Phishing: A Glance at Attacker Practices

What Do Attackers Look For?

After leaving the front door open, it was interesting to watch what happened in the house once a burglar got in. We spread decoys as breadcrumbs to lure attackers into our traps and we saw many take the bait. We collected and analyzed alerts to reach the (not too surprising) conclusion that attackers first and foremost are looking for sensitive information, such as passwords and credit cards numbers.

Phishing decoys - types by percentage - 1

Figure 1: Distribution of accessed decoy data types

Manual Labor or Automatic?

We were curious to know if the attackers worked manually or used automated tools. To answer this, we checked timing of triggered tokens. We noticed that attackers approached tokenized items selectively rather than sequentially, e.g., only part of tokens were approached and not in any visible order. The time intervals between approaches were very different and ranged from a few seconds to over 10 minutes. Moreover, we saw that 74% of the first decoys were accessed within three minutes of account penetration, which indicates that attackers access the content online manually and do not download and examine it with automated tools. These observations together indicate that exploration of the accounts was primarily done manually.

How Attackers Cover Their Tracks (But Not All Do!)

Attackers can leave tracks behind during the attack process, such as generating suspicious new-device login alerts or spam messages in the sent items folder. Erasing evidence of a compromise is mandatory for an attacker who wants to remain obscure, continue using/exploring the account and avoid a trace back. We observed three different techniques attackers use to cover their tracks:

  • Delete sign-in alerts from the inbox (and permanently delete them from deleted items/trash)
  • Delete sent emails and failure notification messages
  • Mark read messages as unread

Our research also showed that not all attackers take equal care in covering their tracks. We were surprised to find that only 17% made any attempt to cover their tracks. And those who did sparingly used track covering practices (see Figure 2):

Percentage of track cover and track cover practices - 2

Figure 2: Percentage of track covering and track covering practices

Attackers’ oversight in covering up their tracks is key to identifying if an account has been hacked.

The Telltale Signs

Since not all attackers cover up their tracks, that means many leave evidence behind. This allows users to be aware that a hack has taken place if they’re looking for the right things in the right places. Here are three telltale signs that an attacker has been in your account.

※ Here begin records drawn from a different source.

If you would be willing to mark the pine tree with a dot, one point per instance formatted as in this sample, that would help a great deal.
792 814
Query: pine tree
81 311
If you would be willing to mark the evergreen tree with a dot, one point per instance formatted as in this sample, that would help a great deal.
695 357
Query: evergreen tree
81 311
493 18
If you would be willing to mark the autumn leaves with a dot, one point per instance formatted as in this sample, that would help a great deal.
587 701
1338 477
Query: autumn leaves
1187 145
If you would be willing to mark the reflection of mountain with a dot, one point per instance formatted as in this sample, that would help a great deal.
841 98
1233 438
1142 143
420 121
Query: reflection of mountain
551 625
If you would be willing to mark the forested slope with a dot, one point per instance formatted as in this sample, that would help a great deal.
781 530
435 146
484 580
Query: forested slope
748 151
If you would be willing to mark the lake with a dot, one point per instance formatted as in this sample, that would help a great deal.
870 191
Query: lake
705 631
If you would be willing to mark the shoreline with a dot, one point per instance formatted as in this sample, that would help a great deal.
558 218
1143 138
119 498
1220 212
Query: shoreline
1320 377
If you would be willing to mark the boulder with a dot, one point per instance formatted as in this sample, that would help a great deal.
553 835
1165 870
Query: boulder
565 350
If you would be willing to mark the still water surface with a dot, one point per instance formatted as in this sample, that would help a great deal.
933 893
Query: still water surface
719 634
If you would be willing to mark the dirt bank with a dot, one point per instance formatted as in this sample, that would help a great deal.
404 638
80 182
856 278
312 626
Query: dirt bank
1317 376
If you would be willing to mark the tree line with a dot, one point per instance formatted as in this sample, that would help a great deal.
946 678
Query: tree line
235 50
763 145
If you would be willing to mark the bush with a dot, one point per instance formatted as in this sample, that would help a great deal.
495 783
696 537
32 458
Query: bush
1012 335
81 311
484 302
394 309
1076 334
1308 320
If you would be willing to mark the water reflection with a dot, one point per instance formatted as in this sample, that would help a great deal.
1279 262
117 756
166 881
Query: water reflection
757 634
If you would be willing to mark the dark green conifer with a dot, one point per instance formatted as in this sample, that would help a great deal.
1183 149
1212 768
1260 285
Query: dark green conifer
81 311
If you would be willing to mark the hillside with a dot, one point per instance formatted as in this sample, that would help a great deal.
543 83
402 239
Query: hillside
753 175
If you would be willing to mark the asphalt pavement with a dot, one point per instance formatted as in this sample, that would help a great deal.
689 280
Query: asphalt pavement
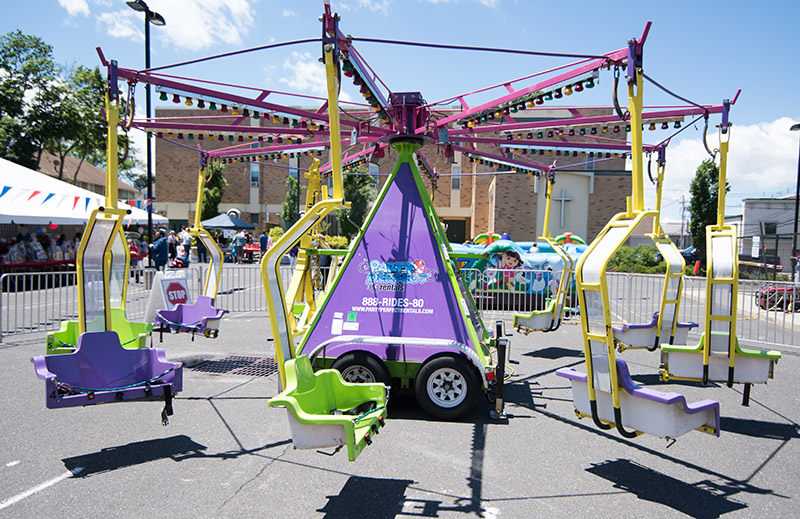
225 454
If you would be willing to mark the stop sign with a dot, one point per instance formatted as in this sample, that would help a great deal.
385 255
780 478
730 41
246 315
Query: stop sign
176 293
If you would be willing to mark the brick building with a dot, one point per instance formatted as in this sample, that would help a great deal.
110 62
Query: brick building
470 198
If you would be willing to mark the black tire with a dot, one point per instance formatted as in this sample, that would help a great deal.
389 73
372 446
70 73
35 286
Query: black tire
360 367
447 387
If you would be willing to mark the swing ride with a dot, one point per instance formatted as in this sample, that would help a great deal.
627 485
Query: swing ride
718 357
201 316
100 370
395 309
549 319
664 326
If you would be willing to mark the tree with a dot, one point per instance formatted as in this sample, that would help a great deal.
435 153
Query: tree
704 190
289 207
213 190
45 108
359 192
81 130
27 71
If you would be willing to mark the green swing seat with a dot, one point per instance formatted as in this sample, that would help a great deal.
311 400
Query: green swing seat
132 335
325 411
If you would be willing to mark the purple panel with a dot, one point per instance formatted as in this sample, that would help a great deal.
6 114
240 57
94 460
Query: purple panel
187 318
632 388
102 364
395 284
651 324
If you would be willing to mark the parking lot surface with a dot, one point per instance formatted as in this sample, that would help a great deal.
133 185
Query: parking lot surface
226 454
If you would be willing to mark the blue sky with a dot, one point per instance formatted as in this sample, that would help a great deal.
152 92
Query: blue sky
702 50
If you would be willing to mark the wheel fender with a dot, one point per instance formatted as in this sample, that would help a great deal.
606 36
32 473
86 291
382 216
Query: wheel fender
475 369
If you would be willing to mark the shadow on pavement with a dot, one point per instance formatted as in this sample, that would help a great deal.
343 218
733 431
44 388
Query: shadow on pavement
176 448
112 458
759 428
368 498
554 353
650 485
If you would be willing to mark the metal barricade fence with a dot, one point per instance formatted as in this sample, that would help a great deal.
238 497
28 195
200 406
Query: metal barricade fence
765 310
37 301
31 302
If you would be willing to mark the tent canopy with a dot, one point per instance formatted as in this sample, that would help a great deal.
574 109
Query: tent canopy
30 197
225 221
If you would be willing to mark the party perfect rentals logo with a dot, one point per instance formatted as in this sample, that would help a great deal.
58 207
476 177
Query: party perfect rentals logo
395 275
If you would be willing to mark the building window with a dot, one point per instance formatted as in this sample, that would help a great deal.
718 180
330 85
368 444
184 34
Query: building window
254 175
455 179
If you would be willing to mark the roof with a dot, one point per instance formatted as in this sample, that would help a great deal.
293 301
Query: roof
88 173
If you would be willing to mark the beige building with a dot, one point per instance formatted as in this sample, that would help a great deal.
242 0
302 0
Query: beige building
88 177
470 198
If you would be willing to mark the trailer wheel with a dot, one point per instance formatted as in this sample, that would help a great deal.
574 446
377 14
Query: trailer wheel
446 387
360 368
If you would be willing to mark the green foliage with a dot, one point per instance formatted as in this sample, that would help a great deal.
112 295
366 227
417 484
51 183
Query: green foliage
359 192
27 73
45 108
275 233
640 259
213 190
336 242
703 205
289 211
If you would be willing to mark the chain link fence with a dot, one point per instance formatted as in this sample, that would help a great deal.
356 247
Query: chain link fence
31 302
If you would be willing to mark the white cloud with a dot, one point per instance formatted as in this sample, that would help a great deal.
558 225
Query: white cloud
307 76
75 7
376 6
126 24
191 24
762 159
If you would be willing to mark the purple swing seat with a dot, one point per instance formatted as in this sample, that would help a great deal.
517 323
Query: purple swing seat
200 317
667 415
100 370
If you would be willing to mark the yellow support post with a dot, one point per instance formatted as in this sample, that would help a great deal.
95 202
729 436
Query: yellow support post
635 108
198 206
112 117
548 197
331 69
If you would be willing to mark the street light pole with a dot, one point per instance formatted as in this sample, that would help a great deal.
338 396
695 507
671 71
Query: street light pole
795 128
155 19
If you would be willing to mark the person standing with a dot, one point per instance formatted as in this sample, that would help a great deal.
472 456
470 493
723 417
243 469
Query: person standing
172 245
186 242
134 254
238 247
202 252
159 251
263 241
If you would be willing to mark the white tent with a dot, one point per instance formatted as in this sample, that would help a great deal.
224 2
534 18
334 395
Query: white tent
30 197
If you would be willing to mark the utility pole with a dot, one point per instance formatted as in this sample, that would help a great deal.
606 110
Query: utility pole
683 216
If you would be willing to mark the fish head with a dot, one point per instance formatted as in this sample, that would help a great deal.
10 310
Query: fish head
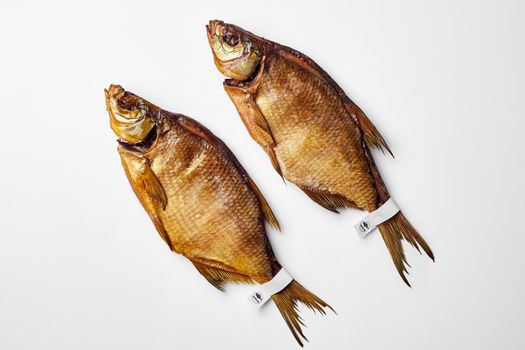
131 118
236 52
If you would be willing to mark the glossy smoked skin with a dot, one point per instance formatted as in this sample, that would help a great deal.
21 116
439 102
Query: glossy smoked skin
212 215
317 143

Telltale Sign #1: Suspicious Sign-In Email Alerts

Following a hacker’s penetration into an account, a lot of visible hints are likely to remain which can be seen by a simple search for suspicious sign-in alert emails in the inbox.

In only 15% of the account penetrations, we saw that new sign-in alert emails were deleted from the inbox (see Figure 2). Even then, they were usually forgotten and left in the trash folder—only 2% of the attackers deleted a new sign-in alert permanently. Users should be on the lookout for suspicious sign-in email alerts in their inbox and periodically scan deleted items or trash folders for them as well (see Figure 3).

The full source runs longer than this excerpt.